なおきしょうをよそうします!

ぜんぶ読んだ!だから!こんな機会でもなけりゃ読むことのなかったであろう警察小説をふたつも読んでしまって大変だった……、おもしろかったけど……。
本命・桜庭一樹『私の男』、対抗・佐々木譲『警官の血』、大穴・古処誠二『敵影』でひとつお願いしたい。読む前と予想が変わってないんですが。結局無難な予想に逃げました。古処は願望です。受賞したらびっくりです。

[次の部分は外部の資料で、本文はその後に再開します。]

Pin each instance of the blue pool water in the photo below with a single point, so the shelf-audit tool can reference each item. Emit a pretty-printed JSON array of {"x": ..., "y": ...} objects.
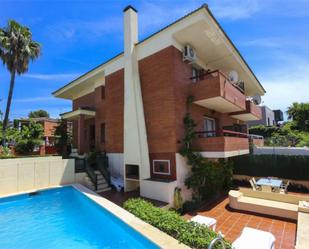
[{"x": 63, "y": 218}]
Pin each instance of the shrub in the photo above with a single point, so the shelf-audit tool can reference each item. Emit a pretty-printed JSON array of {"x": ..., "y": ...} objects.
[
  {"x": 5, "y": 152},
  {"x": 262, "y": 130},
  {"x": 190, "y": 233},
  {"x": 282, "y": 166}
]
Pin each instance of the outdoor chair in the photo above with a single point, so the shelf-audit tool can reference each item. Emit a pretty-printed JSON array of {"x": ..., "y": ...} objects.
[
  {"x": 254, "y": 239},
  {"x": 284, "y": 187},
  {"x": 254, "y": 186}
]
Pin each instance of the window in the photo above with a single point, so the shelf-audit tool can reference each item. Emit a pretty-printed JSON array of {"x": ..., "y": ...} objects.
[
  {"x": 209, "y": 127},
  {"x": 195, "y": 74},
  {"x": 161, "y": 167},
  {"x": 102, "y": 92},
  {"x": 102, "y": 133}
]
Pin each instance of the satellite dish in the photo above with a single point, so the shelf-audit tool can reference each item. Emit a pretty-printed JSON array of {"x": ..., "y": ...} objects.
[
  {"x": 233, "y": 76},
  {"x": 257, "y": 99}
]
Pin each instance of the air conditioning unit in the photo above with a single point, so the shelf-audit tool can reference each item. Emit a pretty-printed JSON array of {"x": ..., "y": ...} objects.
[{"x": 189, "y": 54}]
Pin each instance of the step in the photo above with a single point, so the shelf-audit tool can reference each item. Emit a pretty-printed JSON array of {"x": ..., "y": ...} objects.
[{"x": 102, "y": 185}]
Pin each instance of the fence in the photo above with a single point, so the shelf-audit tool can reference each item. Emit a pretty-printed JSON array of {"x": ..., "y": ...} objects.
[
  {"x": 23, "y": 174},
  {"x": 282, "y": 166}
]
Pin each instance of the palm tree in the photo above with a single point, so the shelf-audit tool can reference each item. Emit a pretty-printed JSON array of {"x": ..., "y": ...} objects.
[{"x": 16, "y": 50}]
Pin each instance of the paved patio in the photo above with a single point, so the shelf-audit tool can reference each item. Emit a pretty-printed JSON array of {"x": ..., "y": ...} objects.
[{"x": 231, "y": 223}]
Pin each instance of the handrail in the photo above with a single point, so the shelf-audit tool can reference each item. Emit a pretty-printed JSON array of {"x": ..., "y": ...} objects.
[
  {"x": 103, "y": 167},
  {"x": 254, "y": 136},
  {"x": 238, "y": 134},
  {"x": 208, "y": 73},
  {"x": 215, "y": 240},
  {"x": 91, "y": 174}
]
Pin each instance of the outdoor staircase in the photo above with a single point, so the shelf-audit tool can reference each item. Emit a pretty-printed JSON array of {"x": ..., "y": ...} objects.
[{"x": 102, "y": 184}]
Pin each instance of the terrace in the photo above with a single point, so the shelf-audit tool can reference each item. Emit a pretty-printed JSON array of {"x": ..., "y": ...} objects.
[{"x": 231, "y": 223}]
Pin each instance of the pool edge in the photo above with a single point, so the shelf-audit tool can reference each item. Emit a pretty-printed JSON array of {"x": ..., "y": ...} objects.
[{"x": 153, "y": 234}]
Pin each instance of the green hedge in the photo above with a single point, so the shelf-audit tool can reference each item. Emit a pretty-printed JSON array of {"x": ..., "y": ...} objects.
[
  {"x": 170, "y": 222},
  {"x": 288, "y": 167}
]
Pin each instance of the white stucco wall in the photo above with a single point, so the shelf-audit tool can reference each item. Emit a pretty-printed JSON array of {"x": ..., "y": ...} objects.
[
  {"x": 23, "y": 174},
  {"x": 161, "y": 191}
]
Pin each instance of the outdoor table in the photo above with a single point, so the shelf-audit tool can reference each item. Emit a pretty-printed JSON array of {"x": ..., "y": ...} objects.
[{"x": 273, "y": 183}]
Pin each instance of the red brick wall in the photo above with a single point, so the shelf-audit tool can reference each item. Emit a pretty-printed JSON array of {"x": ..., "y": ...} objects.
[
  {"x": 165, "y": 82},
  {"x": 114, "y": 99}
]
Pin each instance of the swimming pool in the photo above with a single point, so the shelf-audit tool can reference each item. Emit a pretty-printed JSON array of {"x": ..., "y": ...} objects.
[{"x": 63, "y": 218}]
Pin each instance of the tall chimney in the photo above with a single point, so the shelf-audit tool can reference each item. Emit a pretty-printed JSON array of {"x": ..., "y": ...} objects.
[
  {"x": 135, "y": 145},
  {"x": 130, "y": 29}
]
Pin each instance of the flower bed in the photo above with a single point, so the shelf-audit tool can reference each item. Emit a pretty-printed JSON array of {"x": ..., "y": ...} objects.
[{"x": 190, "y": 233}]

『私の男』は、ぐいぐい大きくなっていく桜庭一樹の底力を見せ付けられた作品。しかし個人的にはもっともっと出来る子だと思うよ。『警官の血』は、ふだん読みつけない警察小説に何となく持っていた苦手意識を吹き飛ばすおもしろさ。特に下巻は一気読みでした。このミス1位は納得。『敵影』は素晴らしい作品でしたが、まあ難しいでしょうねー。しかし、直木賞養成ギブスをつけて書いたに違いない新刊『メフェナーボウンのつどう道』がすでに出てますから、次回こそはいけるんじゃないでしょうか。いってほしいです。まだ読んでないけど。(でも『私の男』が受賞しちゃうと、別冊文藝春秋直木賞というルートが続くことになり、何だかんだで避けられちゃう予感……)
馳星周『約束の地で』は、東北の閉塞した土地で暮らす人々を描いた連作短編集。悪くはないのですが、何しろ暗いし、他の作品に比べると食い足りない感があります。黒川博行『悪果』は、逆に食傷するほどの背脂系警察小説。もうおなかいっぱいです。井上荒野は、顔見せ候補かな。江國香織ライン(父親が著述業という共通点もあり)の手堅く恋愛小説を書く人という印象で、こゆーいのに飽きた審査員が流れる可能性もなきにしもあらずですが、質量ともにもうひとつかな、と。
そんなところで。もう片方はちょっと間に合うかどうか微妙なので、とりあえずこっちだけ予想してみました。